Personally, my preferred approach is to generate URLs that point to a CDN of the assets. I use Amazon Cloudfront and configure it to be backed by an Amazon S3 bucket. There is a correct and arcane to configure all this, but what do I look like, a DevOps consultant?
On the Rails side, there's almost nothing to do, since your server won't be serving assets. I just defined a route like this 8 months ago and forgot about it until I sat down to write this:
# config/routes.rb
direct :public_cdn do |representation, options|
if Rails.configuration.active_storage.service == :amazon
"https://#{ENV["CDN_HOST"]}/#{representation.key}"
else
url_for(representation)
end
end
This way, I can generate URLs with public_cdn_url(attachment_holder.file)
that
will resolve correctly in both development and production.

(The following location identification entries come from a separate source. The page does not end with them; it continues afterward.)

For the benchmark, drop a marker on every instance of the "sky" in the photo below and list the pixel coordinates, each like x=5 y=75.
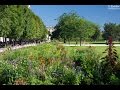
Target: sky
x=99 y=14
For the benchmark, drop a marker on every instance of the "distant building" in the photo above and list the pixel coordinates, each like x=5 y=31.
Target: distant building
x=28 y=6
x=50 y=30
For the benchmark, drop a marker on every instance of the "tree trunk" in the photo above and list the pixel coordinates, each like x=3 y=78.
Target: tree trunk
x=64 y=40
x=80 y=41
x=5 y=41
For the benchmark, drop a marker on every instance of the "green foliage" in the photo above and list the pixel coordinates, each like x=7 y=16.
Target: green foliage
x=54 y=64
x=18 y=22
x=111 y=29
x=73 y=27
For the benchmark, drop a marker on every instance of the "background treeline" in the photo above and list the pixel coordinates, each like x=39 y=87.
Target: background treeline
x=20 y=24
x=72 y=27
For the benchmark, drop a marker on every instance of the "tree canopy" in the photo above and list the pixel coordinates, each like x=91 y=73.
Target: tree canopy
x=72 y=26
x=18 y=22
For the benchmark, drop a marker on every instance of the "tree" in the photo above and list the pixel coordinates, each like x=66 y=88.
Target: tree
x=71 y=27
x=18 y=23
x=111 y=29
x=97 y=34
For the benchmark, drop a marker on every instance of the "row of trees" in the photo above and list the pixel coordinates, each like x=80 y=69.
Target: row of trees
x=73 y=27
x=19 y=23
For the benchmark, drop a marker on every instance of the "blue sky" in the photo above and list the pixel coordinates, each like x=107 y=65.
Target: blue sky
x=99 y=14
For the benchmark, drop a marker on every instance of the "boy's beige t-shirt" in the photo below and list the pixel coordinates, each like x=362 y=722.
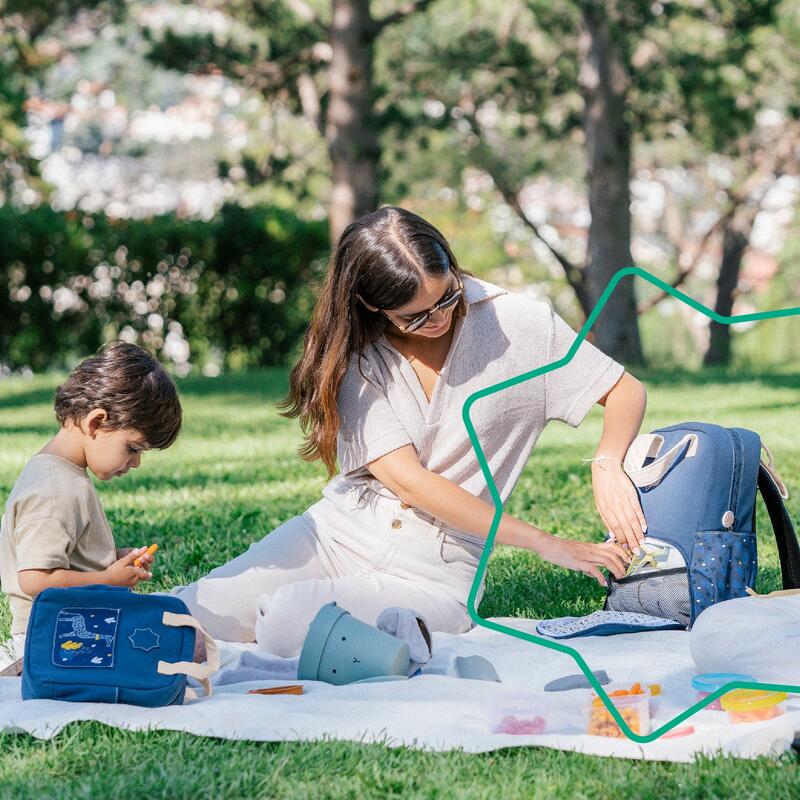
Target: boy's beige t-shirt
x=53 y=520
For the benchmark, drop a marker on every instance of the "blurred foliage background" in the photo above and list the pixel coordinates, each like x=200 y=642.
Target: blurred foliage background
x=173 y=173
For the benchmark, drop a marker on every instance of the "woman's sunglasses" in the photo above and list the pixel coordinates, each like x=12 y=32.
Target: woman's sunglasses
x=448 y=301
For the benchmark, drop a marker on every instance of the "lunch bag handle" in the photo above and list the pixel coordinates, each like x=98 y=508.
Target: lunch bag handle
x=201 y=672
x=648 y=445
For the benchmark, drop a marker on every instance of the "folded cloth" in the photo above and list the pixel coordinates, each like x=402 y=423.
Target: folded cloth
x=254 y=667
x=410 y=626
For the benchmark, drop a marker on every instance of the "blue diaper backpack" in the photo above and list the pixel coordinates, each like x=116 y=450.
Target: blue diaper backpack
x=697 y=486
x=106 y=644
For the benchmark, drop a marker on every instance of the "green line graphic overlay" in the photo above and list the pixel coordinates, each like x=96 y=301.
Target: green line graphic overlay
x=487 y=550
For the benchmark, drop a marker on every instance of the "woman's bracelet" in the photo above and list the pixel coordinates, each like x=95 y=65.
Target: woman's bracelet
x=600 y=459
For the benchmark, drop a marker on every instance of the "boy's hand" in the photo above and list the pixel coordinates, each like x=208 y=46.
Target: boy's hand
x=145 y=559
x=123 y=573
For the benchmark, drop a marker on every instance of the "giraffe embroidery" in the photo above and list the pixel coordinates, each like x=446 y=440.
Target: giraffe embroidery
x=85 y=637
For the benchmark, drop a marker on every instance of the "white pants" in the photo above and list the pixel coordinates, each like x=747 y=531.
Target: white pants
x=366 y=556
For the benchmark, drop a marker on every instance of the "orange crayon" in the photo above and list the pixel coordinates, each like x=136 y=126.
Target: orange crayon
x=149 y=552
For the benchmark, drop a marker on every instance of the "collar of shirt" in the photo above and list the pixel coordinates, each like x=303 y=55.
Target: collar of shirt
x=476 y=290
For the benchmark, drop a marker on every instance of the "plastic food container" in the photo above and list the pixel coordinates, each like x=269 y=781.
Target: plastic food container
x=753 y=705
x=633 y=703
x=711 y=681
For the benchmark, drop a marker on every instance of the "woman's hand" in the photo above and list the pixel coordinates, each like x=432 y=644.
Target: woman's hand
x=585 y=556
x=618 y=503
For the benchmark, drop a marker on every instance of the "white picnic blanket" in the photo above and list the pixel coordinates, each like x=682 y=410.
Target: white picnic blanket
x=440 y=711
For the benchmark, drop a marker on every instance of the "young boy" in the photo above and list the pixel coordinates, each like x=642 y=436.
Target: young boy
x=113 y=407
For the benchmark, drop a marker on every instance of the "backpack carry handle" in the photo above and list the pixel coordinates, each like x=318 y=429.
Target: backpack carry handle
x=201 y=672
x=785 y=536
x=769 y=466
x=648 y=445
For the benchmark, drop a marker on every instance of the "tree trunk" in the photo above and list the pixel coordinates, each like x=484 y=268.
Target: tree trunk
x=604 y=83
x=735 y=239
x=350 y=130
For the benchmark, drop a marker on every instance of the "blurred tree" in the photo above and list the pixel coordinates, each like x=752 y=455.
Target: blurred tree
x=602 y=76
x=28 y=46
x=322 y=67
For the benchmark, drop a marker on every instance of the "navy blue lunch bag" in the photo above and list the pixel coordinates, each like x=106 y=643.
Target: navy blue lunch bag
x=106 y=644
x=697 y=485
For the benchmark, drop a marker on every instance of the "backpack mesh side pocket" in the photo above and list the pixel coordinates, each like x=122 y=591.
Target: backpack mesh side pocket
x=659 y=593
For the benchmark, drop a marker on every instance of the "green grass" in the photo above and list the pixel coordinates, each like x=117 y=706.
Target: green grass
x=233 y=476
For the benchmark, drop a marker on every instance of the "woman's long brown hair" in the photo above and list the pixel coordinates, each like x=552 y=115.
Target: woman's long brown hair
x=383 y=257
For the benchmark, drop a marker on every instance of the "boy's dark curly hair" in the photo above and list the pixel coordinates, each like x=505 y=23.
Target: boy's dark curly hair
x=131 y=386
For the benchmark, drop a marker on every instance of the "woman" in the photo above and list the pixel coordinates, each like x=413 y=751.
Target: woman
x=399 y=339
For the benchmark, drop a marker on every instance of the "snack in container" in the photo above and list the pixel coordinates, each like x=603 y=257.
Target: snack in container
x=711 y=681
x=753 y=705
x=633 y=704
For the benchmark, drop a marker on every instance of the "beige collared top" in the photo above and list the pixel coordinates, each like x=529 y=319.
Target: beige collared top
x=501 y=336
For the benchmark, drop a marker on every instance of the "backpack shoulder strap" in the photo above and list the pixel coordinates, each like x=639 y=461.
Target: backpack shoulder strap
x=785 y=536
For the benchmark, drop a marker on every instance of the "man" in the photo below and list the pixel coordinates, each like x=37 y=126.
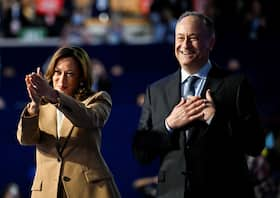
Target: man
x=202 y=140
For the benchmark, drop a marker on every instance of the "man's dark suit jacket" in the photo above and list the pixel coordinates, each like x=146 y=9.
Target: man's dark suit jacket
x=212 y=163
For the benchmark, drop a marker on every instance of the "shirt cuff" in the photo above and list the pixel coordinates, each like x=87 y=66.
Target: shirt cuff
x=169 y=129
x=209 y=120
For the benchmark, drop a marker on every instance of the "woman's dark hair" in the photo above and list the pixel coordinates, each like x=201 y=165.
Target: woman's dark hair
x=84 y=64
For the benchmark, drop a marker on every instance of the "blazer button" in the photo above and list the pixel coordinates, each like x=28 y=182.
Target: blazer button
x=65 y=178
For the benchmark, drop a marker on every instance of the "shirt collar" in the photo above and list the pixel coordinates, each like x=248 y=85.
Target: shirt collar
x=202 y=73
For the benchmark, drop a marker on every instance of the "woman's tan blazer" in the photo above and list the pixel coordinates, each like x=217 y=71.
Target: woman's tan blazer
x=74 y=159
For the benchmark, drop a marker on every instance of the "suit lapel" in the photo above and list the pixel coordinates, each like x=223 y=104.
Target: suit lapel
x=48 y=119
x=173 y=90
x=214 y=82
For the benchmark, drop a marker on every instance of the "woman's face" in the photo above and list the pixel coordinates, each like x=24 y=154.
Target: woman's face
x=66 y=77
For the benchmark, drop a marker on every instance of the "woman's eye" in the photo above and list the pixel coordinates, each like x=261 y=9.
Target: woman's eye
x=56 y=72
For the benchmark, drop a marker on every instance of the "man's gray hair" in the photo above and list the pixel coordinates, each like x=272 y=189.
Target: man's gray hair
x=209 y=23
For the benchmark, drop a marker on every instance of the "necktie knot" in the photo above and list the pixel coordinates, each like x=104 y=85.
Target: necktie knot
x=189 y=87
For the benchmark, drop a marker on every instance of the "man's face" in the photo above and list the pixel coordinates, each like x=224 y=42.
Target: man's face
x=192 y=43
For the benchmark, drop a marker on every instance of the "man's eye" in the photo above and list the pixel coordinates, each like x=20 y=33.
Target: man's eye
x=180 y=38
x=69 y=74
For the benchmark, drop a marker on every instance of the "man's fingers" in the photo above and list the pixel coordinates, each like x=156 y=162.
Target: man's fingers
x=208 y=95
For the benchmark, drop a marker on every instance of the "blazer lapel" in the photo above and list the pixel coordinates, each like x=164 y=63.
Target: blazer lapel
x=214 y=82
x=173 y=89
x=48 y=119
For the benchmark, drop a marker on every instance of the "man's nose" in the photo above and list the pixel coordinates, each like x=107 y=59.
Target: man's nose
x=62 y=78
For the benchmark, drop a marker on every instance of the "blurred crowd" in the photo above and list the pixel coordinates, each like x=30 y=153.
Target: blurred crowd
x=134 y=21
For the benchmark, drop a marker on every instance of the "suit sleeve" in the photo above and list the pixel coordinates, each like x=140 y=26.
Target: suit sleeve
x=92 y=113
x=28 y=132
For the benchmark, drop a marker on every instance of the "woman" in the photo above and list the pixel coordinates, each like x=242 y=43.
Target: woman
x=64 y=120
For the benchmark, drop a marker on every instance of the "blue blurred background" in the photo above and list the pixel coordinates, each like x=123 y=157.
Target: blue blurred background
x=132 y=45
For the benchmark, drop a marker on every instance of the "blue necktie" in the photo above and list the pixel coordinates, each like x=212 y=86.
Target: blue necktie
x=189 y=89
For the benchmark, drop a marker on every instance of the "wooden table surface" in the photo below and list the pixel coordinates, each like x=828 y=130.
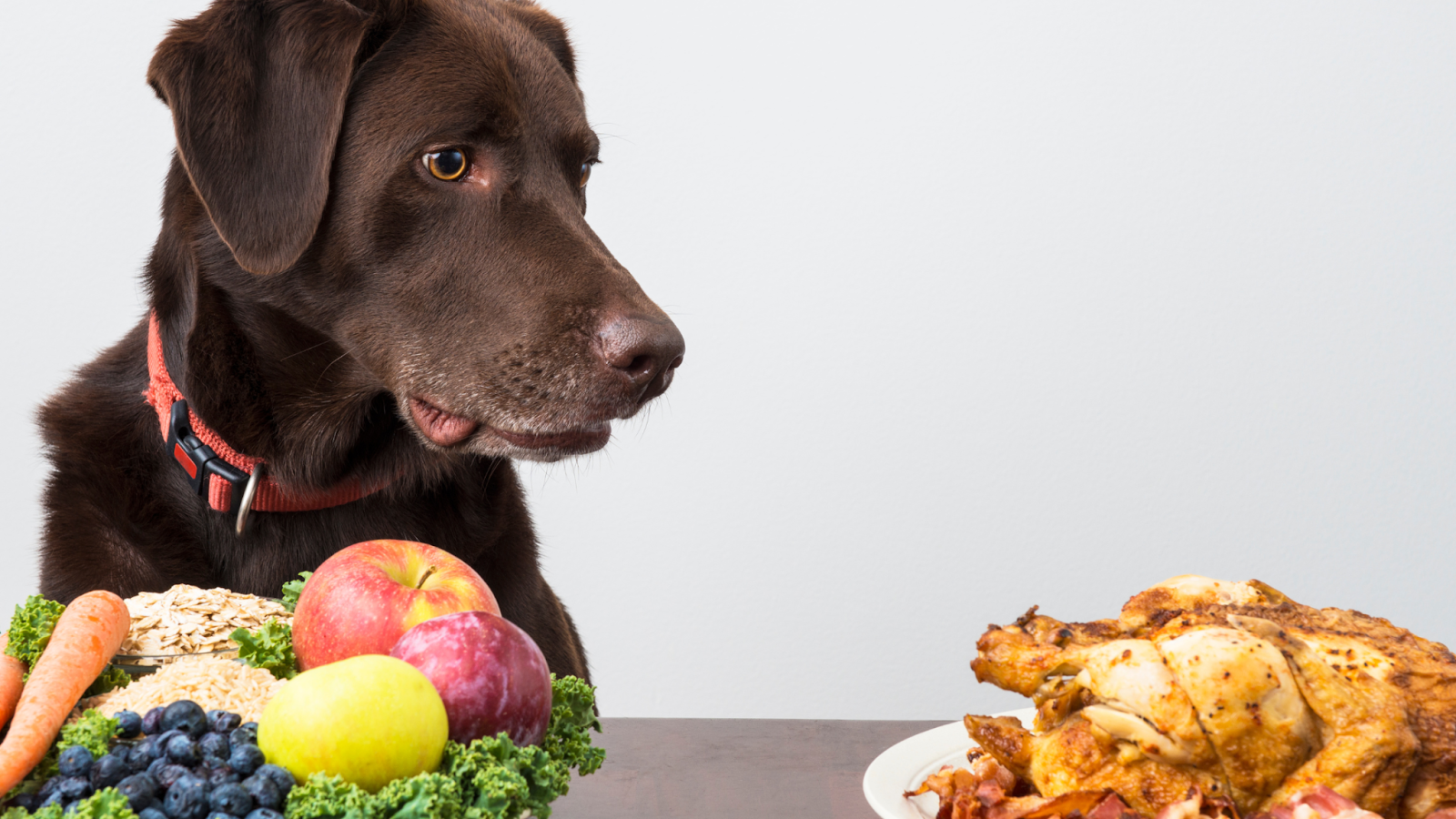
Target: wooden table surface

Variant processing is non-trivial
Processing preview images and variants requires non-trivial amounts of bandwidth and computational resources. You need vips
and ffmpeg
by default. On Heroku, that means adding the activestorage-preview buildpack.
You will run into issues
I ran into about a dozen Active Storage bugs over the course of working with it for a few months. Of these, I worked around almost all of them and only fixed one or two, because I'm a busy person.
My general advice is to be more paranoid than usual when Active Storage is involved:
- Have a backup strategy in place for your assets. I've already needed mine once after a pre-production background worker wound up purging production assets
- Audit how much space you're consuming on your cloud provider, looking for (and potentially purging) blob keys that are no longer known to your database
- Exploratory test regularly in production
Some of these issues are due to the fact that Active Storage isn't widely used. Some are because the code has experienced a lot of churn, particularly where it tries to distinguish images and non-image previewable attachments (e.g. PDF and video). Some are because the problem domain is inherently resource-intensive and rife with failure states. GLHF.